Tout le monde ne partage pas cette vision optimiste. Un récent rapport de la Fédération canadienne des contribuables a remis en question si le prix de 300 millions de dollars livrera les rendements promis. Leur analyse d’événements sportifs précédents suggère que les villes hôtes surestiment souvent les avantages économiques tout en sous-estimant les coûts.
Lorsqu’interrogés sur ces préoccupations, les représentants de Tourisme Montréal ont souligné les Jeux olympiques de 1976, qui ont réussi à transformer l’attention internationale en croissance touristique soutenue. Les statistiques officielles du Ministère du Tourisme du Québec ont montré une augmentation de 4,5% des visiteurs internationaux dans les 18 mois suivant ces jeux.
Au-delà de l’économie, les préparatifs culturels prennent également forme. La ville a lancé un programme de recrutement de bénévoles multilingues ciblant 4 000 participants locaux, avec priorité donnée aux résidents des communautés sous-représentées.
Fatima Bensouda, une organisatrice communautaire de Saint-Michel, y voit une opportunité cruciale. « Les événements sportifs comme celui-ci se produisent souvent pour les communautés plutôt qu’avec elles, » a-t-elle expliqué tout en supervisant une clinique de soccer pour jeunes au Parc Jarry. « Notre objectif est de garantir que les quartiers de Montréal se sentent propriétaires de ce moment, pas seulement le centre-ville. »
Le défi auquel font face les organisateurs va au-delà de la logistique.
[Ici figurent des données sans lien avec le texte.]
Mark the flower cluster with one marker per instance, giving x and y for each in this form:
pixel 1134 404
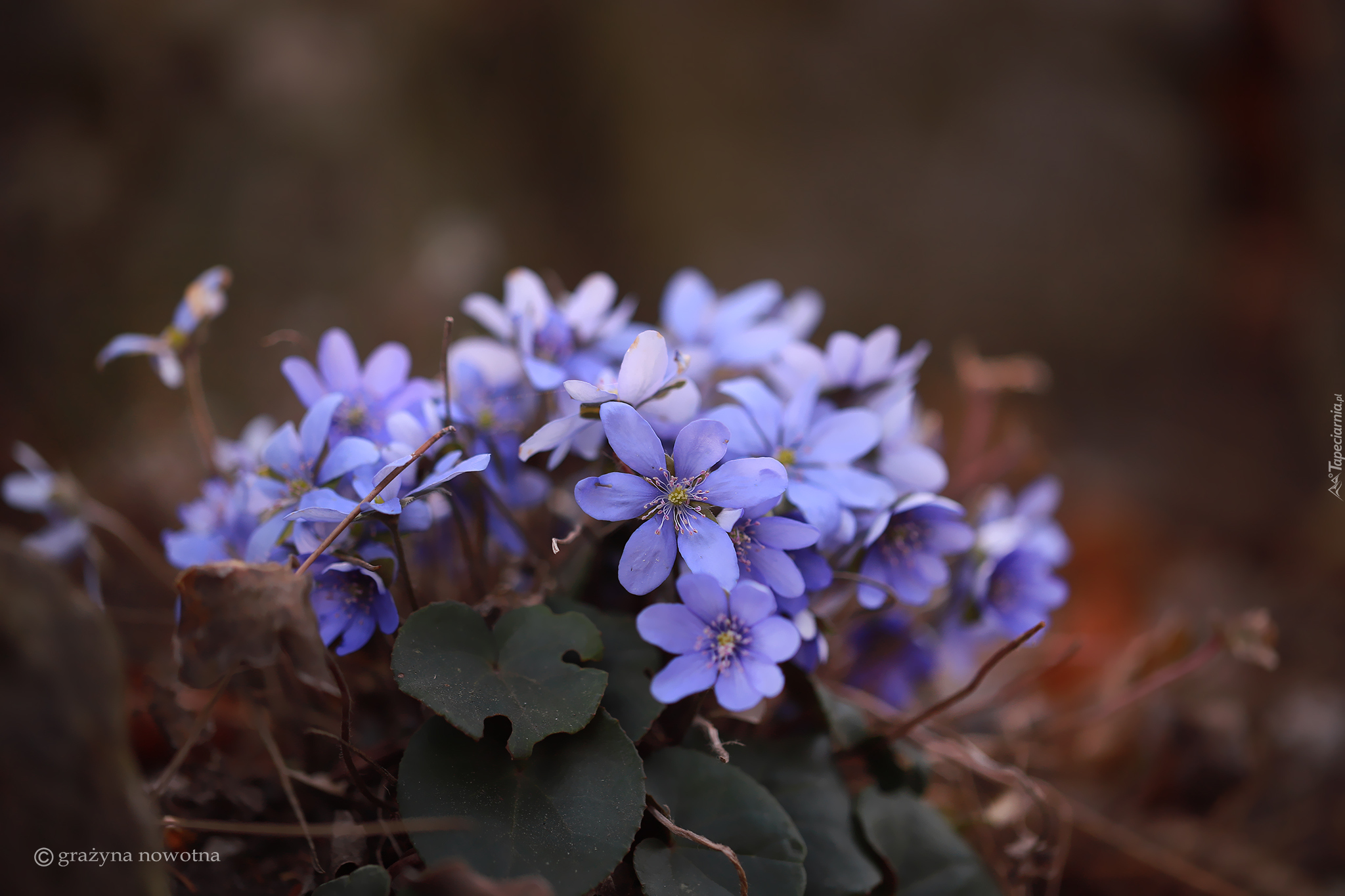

Montréal partage les responsabilités d’accueil avec Vancouver comme seules villes canadiennes parmi les 16 hôtes nord-américains. Cela signifie que notre ville porte le poids de la représentation nationale aux côtés de la fierté locale.
J’ai été témoin de cette double responsabilité lors d’une récente assemblée publique où les résidents débattaient de la manière dont l’expérience montréalaise devrait être distinctement « canadienne » par rapport à la mise en valeur de notre identité multiculturelle unique. La conversation a révélé la relation complexe entre la fierté civique et nationale qui émerge souvent lors des projecteurs internationaux.
Pour les Montréalais ordinaires, les questions pratiques dominent : Les prix des billets seront-ils accessibles? Comment les déplacements quotidiens seront-ils affectés? La ville peut-elle gérer les exigences de sécurité sans créer une atmosphère de forteresse?
Les responsables municipaux ont promis la transparence à mesure que les plans se développent, avec des mises à jour publiques trimestrielles prévues tout au long de 2025. Le prochain briefing, prévu pour janvier, détaillera la gestion des transports et les stratégies d’hébergement.
« Il ne s’agit pas seulement de soccer, » a remarqué Michel Tremblay, résident montréalais de longue date qui a assisté à trois Coupes du Monde précédentes en tant que supporter. « Il s’agit de montrer au monde qui nous sommes. Les matchs durent 90 minutes, mais l’impression que nous laissons dure pour toujours. »
Alors que les délais de préparation se resserrent et que les équipes de construction deviennent plus visibles à travers la ville, l’identité de Montréal pour la Coupe du Monde prend lentement forme. Qu’il soit mesuré en impact économique, en améliorations d’infrastructure ou en fierté civique, le véritable héritage du tournoi sera finalement déterminé non par les officiels de la FIFA ou les dirigeants politiques, mais par les communautés qui appellent Montréal leur foyer bien après le coup de sifflet final.